A long-term phishing campaign and a timed attack appear to be at the heart of unauthorized cryptocurrency trading.
Binance has rejected rumors of a security breach after users reported that their funds were being sold off without consent.
The chaos erupted on Wednesday when a sudden surge of strange market activity caught the eye of Binance itself and many users.
In their droves, panicked traders reported that their alt coins were being sold and converted into Bitcoin (BTC) and other cryptocurrencies.
One of the first users to report fraudulent activity said:
"Binance just sold all my alts at market rate and I have got just the Bitcoin now. Is it because of account getting hacked or Binance bot issue? Have raised a ticket for this."
Some users that reported suspicious trades had two-factor authentication (2FA) enabled and also said that unauthorized API keys had appeared spontaneously during the time trading went haywire.
While investors exchanged theories relating to the Binance platform being compromised, it seems that phishing may also be a root cause of the problem.
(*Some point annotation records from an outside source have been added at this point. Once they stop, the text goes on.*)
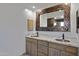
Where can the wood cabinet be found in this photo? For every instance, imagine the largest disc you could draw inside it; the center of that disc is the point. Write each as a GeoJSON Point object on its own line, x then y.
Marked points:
{"type": "Point", "coordinates": [36, 47]}
{"type": "Point", "coordinates": [56, 49]}
{"type": "Point", "coordinates": [42, 48]}
{"type": "Point", "coordinates": [31, 47]}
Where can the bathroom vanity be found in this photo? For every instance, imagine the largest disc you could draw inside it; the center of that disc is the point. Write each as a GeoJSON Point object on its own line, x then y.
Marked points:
{"type": "Point", "coordinates": [40, 46]}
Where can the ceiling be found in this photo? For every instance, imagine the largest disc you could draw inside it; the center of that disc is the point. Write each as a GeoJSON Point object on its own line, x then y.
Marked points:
{"type": "Point", "coordinates": [30, 5]}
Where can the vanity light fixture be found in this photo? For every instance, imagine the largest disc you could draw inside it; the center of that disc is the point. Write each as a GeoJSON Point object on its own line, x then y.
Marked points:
{"type": "Point", "coordinates": [39, 10]}
{"type": "Point", "coordinates": [66, 3]}
{"type": "Point", "coordinates": [62, 24]}
{"type": "Point", "coordinates": [59, 10]}
{"type": "Point", "coordinates": [33, 7]}
{"type": "Point", "coordinates": [55, 23]}
{"type": "Point", "coordinates": [55, 18]}
{"type": "Point", "coordinates": [62, 16]}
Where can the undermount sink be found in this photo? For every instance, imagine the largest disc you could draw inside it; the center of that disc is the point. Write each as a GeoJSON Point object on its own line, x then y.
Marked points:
{"type": "Point", "coordinates": [62, 40]}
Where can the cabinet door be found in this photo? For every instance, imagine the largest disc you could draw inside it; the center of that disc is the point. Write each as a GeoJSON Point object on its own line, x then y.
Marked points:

In a statement on Wednesday, Binance said it was investigating the complaints and there was "no evidence" of the Binance platform being compromised.
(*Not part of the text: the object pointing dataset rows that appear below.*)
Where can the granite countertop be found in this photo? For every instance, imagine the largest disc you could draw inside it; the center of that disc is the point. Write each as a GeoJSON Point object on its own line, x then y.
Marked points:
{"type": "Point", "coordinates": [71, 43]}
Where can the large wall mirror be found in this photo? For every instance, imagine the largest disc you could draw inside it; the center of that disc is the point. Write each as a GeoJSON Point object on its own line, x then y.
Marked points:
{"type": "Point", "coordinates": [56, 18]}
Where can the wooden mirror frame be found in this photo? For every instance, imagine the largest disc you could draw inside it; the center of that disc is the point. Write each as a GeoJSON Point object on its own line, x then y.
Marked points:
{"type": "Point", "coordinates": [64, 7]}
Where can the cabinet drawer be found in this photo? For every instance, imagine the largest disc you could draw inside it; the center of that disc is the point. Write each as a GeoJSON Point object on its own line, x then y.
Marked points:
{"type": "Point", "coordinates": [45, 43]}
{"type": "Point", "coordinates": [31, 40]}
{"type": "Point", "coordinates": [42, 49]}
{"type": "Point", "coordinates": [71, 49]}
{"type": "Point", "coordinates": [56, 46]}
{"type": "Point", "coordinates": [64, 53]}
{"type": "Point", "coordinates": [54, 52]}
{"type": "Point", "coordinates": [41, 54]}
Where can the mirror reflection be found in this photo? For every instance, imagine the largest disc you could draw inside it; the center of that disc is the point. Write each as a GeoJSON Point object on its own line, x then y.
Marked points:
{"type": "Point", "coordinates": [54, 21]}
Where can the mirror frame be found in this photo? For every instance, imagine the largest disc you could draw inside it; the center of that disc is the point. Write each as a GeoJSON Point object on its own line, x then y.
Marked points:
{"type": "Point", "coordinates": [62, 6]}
Upon further scrutiny, the China-based company concluded that the only confirmed victims had registered API keys, which are used with trading bots, for automatic sales purposes, or otherwise.
In order to stem the flow of unauthorized transactions, Binance temporarily suspended trading and has now begun reversing suspicious trading in order to restore some customer funds.
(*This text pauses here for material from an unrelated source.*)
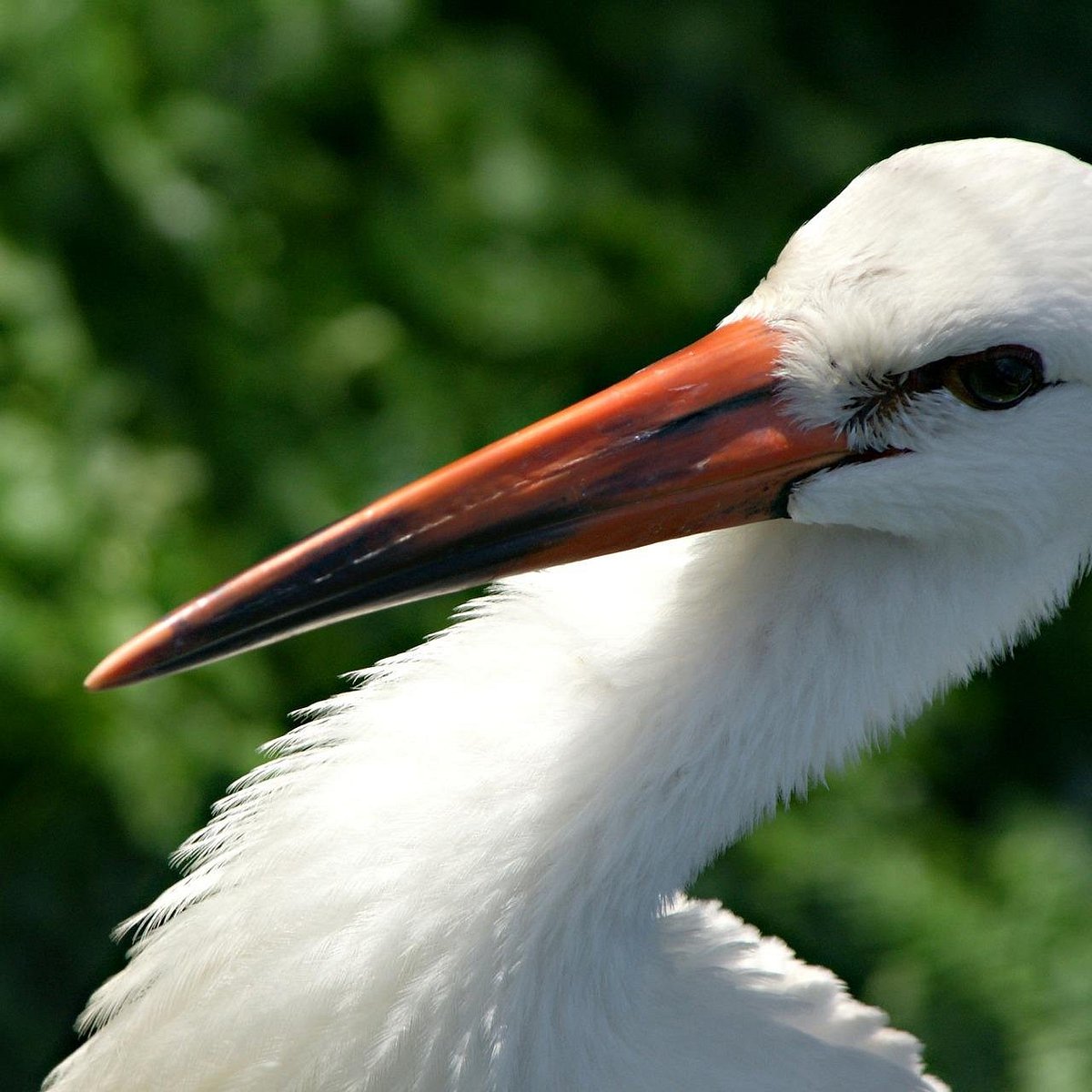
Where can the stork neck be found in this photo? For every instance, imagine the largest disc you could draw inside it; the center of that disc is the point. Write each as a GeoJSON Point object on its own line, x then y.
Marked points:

Binance's CEO Changpeng Zhao later posted on Twitter:
"All funds are safe," the executive added. "There were irregularities in trading activity, automatic alarms triggered. Some accounts may have been compromised by phishing from before. We are still investigating. All funds are safe."
The news that accounts will be restored to their status before the event will be a relief to users, and in an update on Thursday, Binance said the trading activity was due to a "large-scale phishing and stealing attempt."
The cyberattacks behind the scheme operated a fraudulent website, binance.com, which contained two dots at the bottom of two characters -- a small tweak that few would have recognized as fake in relation to the true binance.com domain.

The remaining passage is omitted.